CELESTE McNEELY,
Plaintiff,
v. Catawba County
No. 00CVS44
WILLIAM B. BOLLINGER,
Defendant.
Starnes and Killian, PLLC, Wesley E. Starnes and Blair E.
Cody, III, for plaintiff-appellant.
Robinson & Elliott, by William C. Robinson and Stephanie D.
Gacek, for defendant-appellee William B. Bollinger.
No brief filed for unnamed defendant State Farm Mutual
Automobile Insurance.
BIGGS, Judge.
Plaintiff Celeste McNeely appeals from a judgment entered upon
a jury verdict finding her contributorily negligent. As detailed
herein, we find no error in the judgment of the trial court.
Plaintiff filed this negligence action against defendant
William B. Bollinger, seeking damages for injuries she sustained
when her vehicle collided with defendant's vehicle. Defendant
timely answered denying the material allegations of the complaint.

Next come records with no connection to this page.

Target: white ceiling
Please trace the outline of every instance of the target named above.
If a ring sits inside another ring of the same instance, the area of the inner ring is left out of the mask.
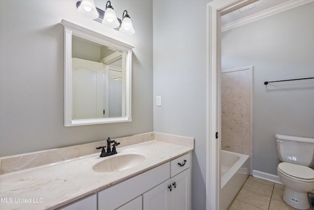
[[[289,1],[290,0],[260,0],[254,3],[255,7],[243,12],[237,9],[221,17],[221,25],[239,20],[259,12],[272,7],[278,4]]]

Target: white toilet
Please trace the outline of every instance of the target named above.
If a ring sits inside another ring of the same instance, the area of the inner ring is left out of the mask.
[[[276,134],[280,160],[277,172],[285,185],[284,200],[299,210],[310,208],[307,193],[314,190],[314,138]]]

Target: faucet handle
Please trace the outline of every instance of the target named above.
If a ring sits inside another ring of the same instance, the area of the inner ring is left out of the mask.
[[[119,145],[120,143],[120,142],[117,142],[115,140],[113,140],[113,145],[112,146],[112,150],[111,151],[112,152],[116,154],[117,150],[116,150],[116,147]]]
[[[112,142],[113,142],[113,146],[115,146],[116,147],[120,144],[120,142],[117,142],[116,140],[112,140]]]
[[[105,148],[106,147],[106,146],[102,146],[102,147],[97,147],[96,148],[96,149],[97,150],[100,150],[101,149],[102,149],[102,153],[100,154],[100,157],[105,157],[105,154],[106,154],[106,151],[105,150]]]

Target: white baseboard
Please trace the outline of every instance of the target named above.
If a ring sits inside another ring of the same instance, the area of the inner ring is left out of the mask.
[[[280,181],[279,177],[277,175],[268,174],[267,173],[256,170],[254,170],[253,171],[252,175],[253,177],[257,178],[262,179],[262,180],[267,180],[267,181],[272,181],[273,182],[278,183],[280,184],[283,184],[283,183]]]

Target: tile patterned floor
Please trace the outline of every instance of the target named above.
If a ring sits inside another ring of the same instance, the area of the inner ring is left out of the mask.
[[[296,210],[283,200],[284,189],[283,185],[249,176],[229,210]]]

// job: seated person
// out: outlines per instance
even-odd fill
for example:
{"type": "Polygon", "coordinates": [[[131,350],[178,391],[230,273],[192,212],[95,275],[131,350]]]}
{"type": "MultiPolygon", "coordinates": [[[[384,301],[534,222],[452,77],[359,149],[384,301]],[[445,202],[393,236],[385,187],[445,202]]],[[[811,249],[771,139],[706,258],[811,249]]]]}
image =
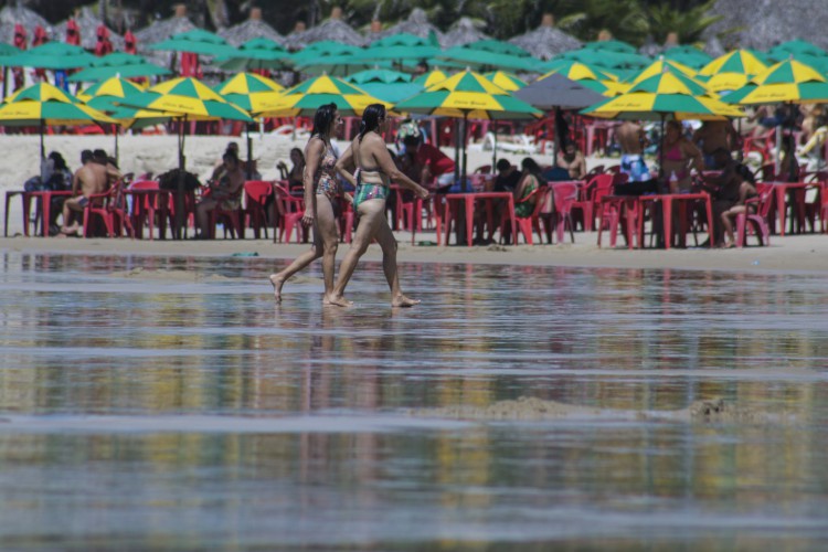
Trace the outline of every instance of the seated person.
{"type": "Polygon", "coordinates": [[[567,140],[563,151],[558,152],[556,164],[569,171],[572,180],[583,180],[586,177],[586,159],[572,140],[567,140]]]}
{"type": "Polygon", "coordinates": [[[120,178],[117,169],[96,162],[94,153],[88,149],[81,152],[81,163],[83,167],[72,178],[72,197],[63,203],[61,236],[77,235],[89,197],[106,192],[110,181],[120,178]]]}
{"type": "Polygon", "coordinates": [[[305,190],[302,183],[302,174],[305,173],[305,153],[299,148],[293,148],[290,150],[290,170],[287,169],[285,161],[276,163],[276,168],[279,170],[279,179],[287,182],[288,190],[305,190]]]}
{"type": "Polygon", "coordinates": [[[722,226],[724,226],[724,232],[728,236],[723,244],[724,247],[735,247],[736,238],[733,235],[733,220],[737,214],[746,213],[747,204],[745,202],[757,195],[756,181],[753,178],[753,172],[751,172],[751,170],[744,164],[740,163],[736,167],[734,180],[739,182],[739,199],[732,208],[721,214],[722,226]]]}
{"type": "Polygon", "coordinates": [[[513,192],[520,182],[520,171],[507,159],[499,159],[495,168],[498,176],[495,177],[496,192],[513,192]]]}
{"type": "Polygon", "coordinates": [[[199,226],[197,238],[204,240],[210,235],[210,212],[215,208],[223,211],[234,211],[242,205],[244,190],[244,171],[238,157],[232,149],[227,149],[222,157],[224,170],[220,180],[211,180],[209,194],[195,205],[195,223],[199,226]]]}
{"type": "Polygon", "coordinates": [[[439,148],[431,144],[422,144],[416,136],[406,136],[403,144],[406,153],[411,152],[421,167],[418,182],[422,187],[433,188],[432,182],[435,179],[437,188],[448,188],[455,183],[454,160],[443,153],[439,148]]]}

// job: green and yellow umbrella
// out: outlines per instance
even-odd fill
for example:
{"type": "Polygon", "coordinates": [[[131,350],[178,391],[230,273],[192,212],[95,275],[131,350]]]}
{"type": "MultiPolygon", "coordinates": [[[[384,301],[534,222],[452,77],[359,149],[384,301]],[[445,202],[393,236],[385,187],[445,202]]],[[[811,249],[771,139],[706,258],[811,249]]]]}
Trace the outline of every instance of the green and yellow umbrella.
{"type": "Polygon", "coordinates": [[[779,62],[722,98],[729,104],[828,103],[828,79],[794,60],[779,62]]]}
{"type": "Polygon", "coordinates": [[[273,103],[256,112],[257,117],[314,115],[325,104],[337,104],[341,115],[362,115],[371,104],[391,104],[378,99],[341,78],[320,75],[285,91],[273,103]]]}
{"type": "Polygon", "coordinates": [[[121,104],[176,113],[188,120],[230,119],[253,123],[244,109],[193,77],[178,77],[159,83],[147,92],[125,97],[121,104]]]}
{"type": "Polygon", "coordinates": [[[259,112],[273,104],[285,87],[276,81],[254,73],[238,73],[215,87],[215,92],[248,112],[259,112]]]}
{"type": "MultiPolygon", "coordinates": [[[[673,73],[681,73],[684,76],[689,78],[694,78],[697,73],[692,68],[688,67],[687,65],[683,65],[679,62],[673,62],[670,60],[665,60],[664,57],[652,62],[650,65],[648,65],[644,71],[638,73],[635,78],[633,78],[631,84],[635,86],[636,84],[640,83],[641,81],[646,81],[647,78],[661,74],[665,71],[672,71],[673,73]]],[[[697,81],[698,82],[698,81],[697,81]]]]}
{"type": "Polygon", "coordinates": [[[88,125],[115,120],[84,105],[75,96],[47,83],[18,91],[0,106],[0,124],[40,127],[40,155],[45,157],[43,131],[46,125],[88,125]]]}
{"type": "Polygon", "coordinates": [[[517,76],[505,71],[493,71],[491,73],[485,73],[484,76],[507,92],[519,91],[527,85],[524,81],[521,81],[517,76]]]}
{"type": "Polygon", "coordinates": [[[713,76],[719,73],[757,75],[767,68],[767,59],[754,50],[734,50],[704,65],[699,74],[713,76]]]}
{"type": "Polygon", "coordinates": [[[468,119],[527,119],[541,112],[497,86],[478,73],[464,71],[404,99],[397,112],[420,113],[463,119],[463,169],[460,182],[466,183],[466,140],[468,119]]]}

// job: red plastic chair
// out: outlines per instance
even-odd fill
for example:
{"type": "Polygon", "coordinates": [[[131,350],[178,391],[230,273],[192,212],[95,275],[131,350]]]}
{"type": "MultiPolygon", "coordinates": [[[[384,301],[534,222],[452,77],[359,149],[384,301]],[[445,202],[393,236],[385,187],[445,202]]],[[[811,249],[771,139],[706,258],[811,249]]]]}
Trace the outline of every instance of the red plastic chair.
{"type": "MultiPolygon", "coordinates": [[[[159,190],[159,183],[155,180],[132,182],[129,185],[129,190],[159,190]]],[[[132,223],[132,229],[135,230],[135,235],[137,237],[144,237],[144,224],[147,223],[147,227],[149,227],[149,238],[155,238],[156,211],[158,210],[158,197],[135,195],[132,198],[132,205],[129,210],[129,220],[132,223]]],[[[166,221],[160,221],[160,232],[163,236],[166,230],[166,221]]]]}
{"type": "MultiPolygon", "coordinates": [[[[552,220],[555,224],[555,237],[558,243],[563,243],[563,235],[566,226],[570,229],[570,240],[575,243],[574,226],[572,221],[572,208],[577,201],[580,181],[552,182],[550,184],[551,193],[554,197],[555,209],[552,212],[552,220]]],[[[549,243],[552,243],[551,227],[546,230],[549,243]]]]}
{"type": "MultiPolygon", "coordinates": [[[[301,217],[305,216],[305,200],[290,195],[290,193],[279,184],[274,185],[276,192],[276,209],[279,213],[279,233],[278,241],[288,243],[290,236],[296,230],[296,243],[308,241],[308,231],[301,224],[301,217]],[[287,238],[285,236],[287,235],[287,238]]],[[[276,242],[276,233],[273,235],[276,242]]]]}
{"type": "Polygon", "coordinates": [[[265,237],[267,237],[267,211],[265,204],[268,198],[273,198],[272,182],[248,180],[244,183],[244,213],[256,240],[259,238],[262,229],[264,229],[265,237]]]}
{"type": "Polygon", "coordinates": [[[116,182],[106,192],[89,195],[89,202],[84,208],[84,237],[93,234],[92,226],[97,222],[104,223],[107,237],[116,235],[120,237],[125,226],[129,236],[135,237],[135,231],[127,214],[124,182],[116,182]]]}
{"type": "Polygon", "coordinates": [[[758,198],[745,201],[745,205],[756,208],[755,213],[740,213],[736,215],[736,246],[746,244],[747,234],[755,234],[760,245],[771,245],[771,225],[767,216],[774,205],[773,184],[760,183],[756,185],[758,198]]]}
{"type": "MultiPolygon", "coordinates": [[[[527,195],[522,200],[514,202],[514,205],[517,206],[521,203],[534,201],[534,209],[532,210],[532,214],[530,214],[529,216],[524,216],[524,217],[517,216],[517,215],[514,216],[514,220],[518,223],[518,232],[519,234],[523,234],[523,240],[526,241],[528,245],[533,245],[533,242],[532,242],[533,232],[538,233],[538,241],[540,243],[543,243],[543,234],[541,233],[541,225],[540,225],[540,215],[541,215],[541,211],[543,210],[543,205],[545,203],[544,200],[546,199],[546,193],[550,193],[549,187],[540,185],[535,188],[534,190],[532,190],[529,193],[529,195],[527,195]]],[[[503,219],[505,220],[500,223],[501,240],[506,233],[506,226],[507,226],[506,217],[503,219]]],[[[518,241],[516,240],[516,243],[518,241]]]]}

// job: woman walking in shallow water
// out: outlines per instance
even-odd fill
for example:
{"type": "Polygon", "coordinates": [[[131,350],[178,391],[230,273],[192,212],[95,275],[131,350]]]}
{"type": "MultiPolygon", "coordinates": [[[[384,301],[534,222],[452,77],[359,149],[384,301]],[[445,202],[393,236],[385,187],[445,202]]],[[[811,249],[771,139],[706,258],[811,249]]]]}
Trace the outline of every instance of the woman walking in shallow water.
{"type": "Polygon", "coordinates": [[[360,134],[353,139],[348,150],[337,161],[337,171],[351,184],[357,187],[353,195],[353,210],[359,214],[359,225],[351,242],[351,248],[339,265],[339,279],[328,296],[328,302],[340,307],[350,306],[343,294],[357,268],[362,254],[371,241],[376,240],[382,247],[382,269],[391,288],[393,307],[412,307],[417,300],[405,297],[400,289],[400,277],[396,270],[396,240],[385,220],[385,199],[389,197],[389,184],[394,182],[412,190],[418,198],[428,197],[428,191],[406,177],[397,169],[389,155],[382,132],[386,128],[385,107],[371,104],[362,114],[360,134]],[[355,166],[359,178],[346,170],[355,166]]]}
{"type": "Polygon", "coordinates": [[[335,170],[337,156],[330,140],[341,126],[342,117],[339,116],[337,104],[326,104],[316,110],[314,130],[305,146],[305,215],[301,219],[305,226],[314,227],[314,245],[287,268],[270,275],[276,302],[282,302],[285,282],[319,257],[322,257],[326,301],[333,290],[333,265],[339,243],[336,206],[341,191],[335,170]]]}

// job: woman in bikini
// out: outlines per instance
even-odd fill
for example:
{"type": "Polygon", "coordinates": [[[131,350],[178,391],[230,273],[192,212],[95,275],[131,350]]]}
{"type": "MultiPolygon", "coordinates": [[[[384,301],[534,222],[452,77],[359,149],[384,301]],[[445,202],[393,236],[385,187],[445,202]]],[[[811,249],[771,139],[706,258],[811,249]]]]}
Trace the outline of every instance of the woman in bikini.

State Farm Mutual Automobile Insurance Company, as an unnamed
defendant, also timely answered, denying the material allegations of the automobile collision involving plaintiff and asserting the
defense of contributory negligence against plaintiff. This action
was tried before Judge Noble and a duly empaneled jury during the
9 April 2001 civil session of Catawba County Superior Court.
The evidence of record tends to show that at approximately
5:15 p.m. on 24 July 1997, plaintiff was traveling eastbound on
Springs Road in Hickory, North Carolina. Defendant was traveling
on 18th Avenue, a roadway which intersected with Springs Road. He
subsequently came to a stop at the intersection of 18th Avenue and
Springs Road. Springs Road is a five-lane road, consisting of two
eastbound lanes, two westbound lanes and a turning lane in the
center. As plaintiff approached the intersection of Springs Road
and 18th Avenue, she moved from the eastbound inside lane of
travel, into the center turning lane, and proceeded into the
intersection. Plaintiff testified at trial that it was her
intention to turn left at Springs Road and 29th Street-- some ten
blocks away.
Simultaneously, defendant was waiting to enter Springs Road.
Since traffic was heavy, he waited until the cars traveling in the
two eastbound lanes of Springs Road slowed down to enter the
roadway. According to defendant, he was slowly entering the
roadway in an attempt to turn into one of the westbound lanes of
Springs Road when his vehicle was struck on the front, left fender
by plaintiff's vehicle. According to plaintiff, however,
defendant's car struck her vehicle on the right, front side as she
was traveling. After hearing all of the evidence and the arguments of
counsel, the jury returned a verdict in defendant's favor, finding
that plaintiff was contributorily negligent. From the judgment
entered upon this verdict, plaintiff appeals.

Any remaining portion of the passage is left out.